Gaganlal (P.W. 7) in para 3 also states that he remained outside. Thus the testimony of Pyarelal (P.W. 1) stands contradicted by the evidence afforded by Ramcharan (P.W. 2) and Gaganlal (P.W. 7). Furthermore, R.S. Margekar (P.W. 10) in para 3 of his deposition states that seizure memo regarding the Notes (Arts.2 to 10) and seizure memo-regarding the pant (Ex. P.12) were pre pared on the spot whereas Govindsingh (P.W. 9) does not support it on the point and contradicts by stating in para 3 of his deposition that seizure memos Ex. P.11 and P.W. 12 were drawn up in Police Kotwali.
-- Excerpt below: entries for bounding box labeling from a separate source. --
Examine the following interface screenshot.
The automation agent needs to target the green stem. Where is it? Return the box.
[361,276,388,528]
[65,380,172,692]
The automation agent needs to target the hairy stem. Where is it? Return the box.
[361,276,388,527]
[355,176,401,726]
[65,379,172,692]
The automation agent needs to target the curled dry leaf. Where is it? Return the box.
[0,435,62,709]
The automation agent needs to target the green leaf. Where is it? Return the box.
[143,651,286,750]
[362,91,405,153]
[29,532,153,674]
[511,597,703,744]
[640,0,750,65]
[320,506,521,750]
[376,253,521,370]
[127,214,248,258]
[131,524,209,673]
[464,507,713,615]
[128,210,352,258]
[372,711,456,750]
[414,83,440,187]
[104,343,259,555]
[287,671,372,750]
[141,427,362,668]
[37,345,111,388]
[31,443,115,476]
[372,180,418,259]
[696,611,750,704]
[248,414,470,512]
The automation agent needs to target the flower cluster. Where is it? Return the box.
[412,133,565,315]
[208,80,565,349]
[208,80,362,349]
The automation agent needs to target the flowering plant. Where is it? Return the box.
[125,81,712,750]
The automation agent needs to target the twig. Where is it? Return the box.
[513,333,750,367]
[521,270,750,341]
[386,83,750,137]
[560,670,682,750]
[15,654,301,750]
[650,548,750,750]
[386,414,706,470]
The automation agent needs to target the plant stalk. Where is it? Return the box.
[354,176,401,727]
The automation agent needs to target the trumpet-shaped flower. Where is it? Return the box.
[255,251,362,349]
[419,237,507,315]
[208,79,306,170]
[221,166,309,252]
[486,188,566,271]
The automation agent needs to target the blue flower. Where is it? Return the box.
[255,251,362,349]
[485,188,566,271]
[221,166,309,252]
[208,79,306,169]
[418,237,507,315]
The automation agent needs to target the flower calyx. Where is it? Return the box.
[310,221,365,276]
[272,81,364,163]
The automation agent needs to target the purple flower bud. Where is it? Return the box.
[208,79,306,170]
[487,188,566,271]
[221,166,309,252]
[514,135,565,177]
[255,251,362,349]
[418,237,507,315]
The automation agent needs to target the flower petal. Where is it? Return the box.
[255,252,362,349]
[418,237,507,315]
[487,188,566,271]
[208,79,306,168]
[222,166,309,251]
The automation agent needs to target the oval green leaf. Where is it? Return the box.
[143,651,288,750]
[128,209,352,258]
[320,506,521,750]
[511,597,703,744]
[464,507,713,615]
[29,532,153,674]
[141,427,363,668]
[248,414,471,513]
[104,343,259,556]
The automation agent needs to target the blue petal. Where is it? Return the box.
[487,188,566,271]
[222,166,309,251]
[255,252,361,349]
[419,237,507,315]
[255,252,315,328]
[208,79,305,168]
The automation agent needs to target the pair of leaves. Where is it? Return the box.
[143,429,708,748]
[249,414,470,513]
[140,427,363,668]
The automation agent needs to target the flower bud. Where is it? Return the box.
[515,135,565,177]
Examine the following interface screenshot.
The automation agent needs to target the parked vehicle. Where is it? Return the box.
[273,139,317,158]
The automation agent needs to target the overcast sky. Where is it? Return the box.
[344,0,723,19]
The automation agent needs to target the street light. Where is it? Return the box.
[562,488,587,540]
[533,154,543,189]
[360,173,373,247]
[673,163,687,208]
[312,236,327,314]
Thus the factum of recovery of the Notes (Arts.2 to 10) from the person of the accused-appellant is not proved by reliable and cogent or legal evidence. It appears that Pyarelal (P.W. 1), Ramcharan (P.W. 2) Gaganlal (P.W. 7) and seven other complainants used to take away wood from the National Park forest clandestinely, and the accused-appellant used to object in their doing so. This fact has been admitted by Pyarelal (P.W. 1) in pare 10 of hie deposition and by Ramcharan (P.W. 2) in para 6 and Gaganlal (P.W. 7) in para 5. It appears that feeling annoyed by this conduct of the accused appellant, the compliant party has contrived to implicate him falsely in this case. Thus the guilt has not been brought home to the accused-appellant by evidence worthy of credence. The ingredients of offence punishable under Sec. 161 of the Indian Penal Code and/or that punishable under Sec. 5(1)(a) and (b) of the Act have not been established in the case. Accordingly, the finding of guilt of the accused-appellant recorded the Courts below cannot be sustained. 12. In view of the aforesaid discussion the appeal deserves to be allowed and is hereby allowed. The conviction and sentence awarded to the accused-appellant are hereby set aside and he is acquitted. The disposal of the Notes (Arts.2 to 10), will be as per directions contained. In para 18 of the impugned judgement. Appeal allowed.